Damn. Buffy probably should have known that. Well, better late than never. "The one you were dancing with at the Bronze?" Dawn nodded. "Well, isn't it a good thing, then, that he asked you?"
"Yeah, it would've been, like two weeks ago." Dawn laughed again and Buffy cringed.
"What happened a week ago? Did someone else ask you?" Buffy asked. She hoped not. That would mean that there was yet another thing she had failed to notice in her sister's life.
Dawn frowned at her. "You don't remember?"
Buffy tried to jog her memory. "Your birthday party?"
"The… bathroom."
"Oh. Oh!" Buffy got it. Kind of. Not really. "But what does that have to do with Homecoming? We'll take care of this weird possession demon, that shouldn't have to interfere with your social life. Especially not with the cute basketball hunk."
Dawn sobbed again, holding up the material of the dress to her face.
"Dawn?" Buffy reached out and stroked her sister's shoulder. "Tell me what's going on."

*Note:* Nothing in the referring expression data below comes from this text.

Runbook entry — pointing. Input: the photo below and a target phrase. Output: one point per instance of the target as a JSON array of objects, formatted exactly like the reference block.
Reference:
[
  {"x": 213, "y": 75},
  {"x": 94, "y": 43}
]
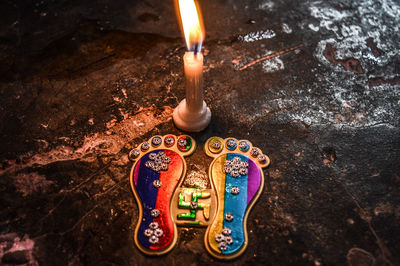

"You don't understand, do you?" she asked through her tears. "Buffy, the bathroom. I was there. I know what happened."
Buffy was struggling to catch up to her sister's thought process, but to no avail. "Dawn," she said carefully, "What happened there was terrible and I'm so sorry that you had to know about it. But it was between me and Spike—it doesn't have anything to do with you."
"It has everything to do with me," Dawn argued. "I wasn't just acting it out. It was like it was me. I felt everything he felt. And everything he did to you. And…" she took a deep breath. "Everything you did to him."
Oh, God, no. She yanked her hand away from her sister. "Everything?" Buffy asked in a small voice, dreading the worst.
"No, not details, or any pictures or anything, just… feelings, emotions… Everything he must have been thinking about at the time." Dawn shook her head. "You didn't know that was a part of it?"
"No." Buffy shook her head. "It, the possession thing, hasn't happened to me. At least not yet. I mean, Xander said it was pretty intense, but…"
"Yeah, that's the word for it." Dawn looked back down at the ragged material of her dress, fingering it intently.
"I really am sorry you had to go through that. You, of all people, shouldn't have had to. I'd do anything to take it away," Buffy said.
Dawn nodded. "I know, but… it's too late… and now I know."
"Know what?"
She looked upwards, her watery eyes meeting Buffy's. "What people do to each other."